The latest results from the German Multicenter Adult Acute Lymphoblastic Leukemia (GMALL) BOLD trial (NCT 03480438) were presented by Nicola Gökbuget.3 This study also aims to address the unmet need of older patients with newly diagnosed ALL who are ineligible for unmodified pediatric-based therapies.

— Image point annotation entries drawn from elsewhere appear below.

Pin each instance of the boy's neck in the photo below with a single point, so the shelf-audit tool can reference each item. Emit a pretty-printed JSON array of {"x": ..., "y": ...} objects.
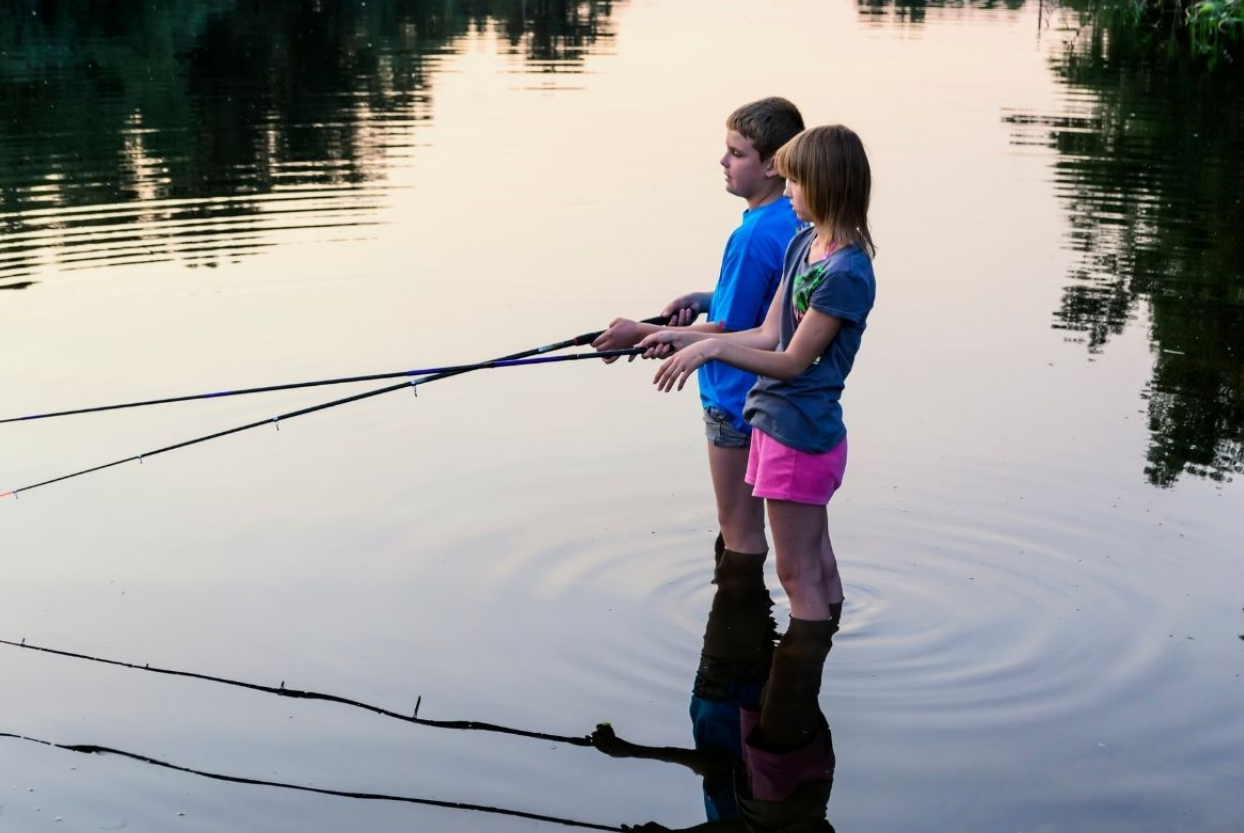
[{"x": 766, "y": 195}]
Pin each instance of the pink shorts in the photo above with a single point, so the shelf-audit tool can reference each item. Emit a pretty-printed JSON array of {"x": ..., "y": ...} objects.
[
  {"x": 775, "y": 776},
  {"x": 780, "y": 473}
]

It was previously demonstrated in the GMALL elderly protocol (n = 412) that patients receiving dose-reduced chemotherapy could reach a CR rate of 75%, with 16% early death, but the 3-year OS was only 30%. Therefore, this trial aims to evaluate the CD19-directed, bi-specific T-cell engager, blinatumomab, in sequence with chemotherapy in this patient population. The study was designed for blinatumomab to replace several cycles of chemotherapy as part of the standard GMALL protocol for older patients.
The ongoing study has recruited 34 patients from 13 German centers to date. Patients aged 56–76 years with CD19-positive, Ph− B-precursor ALL were eligible. The primary endpoint was CR after induction (one dose of reduced cycle chemotherapy (IP1) and one cycle of blinatumomab). The key secondary endpoint was a molecular response with a goal to reduce induction mortality and relapse rate. Figure 3 shows the study design. The median follow-up was 363 days (range, 26–1,001).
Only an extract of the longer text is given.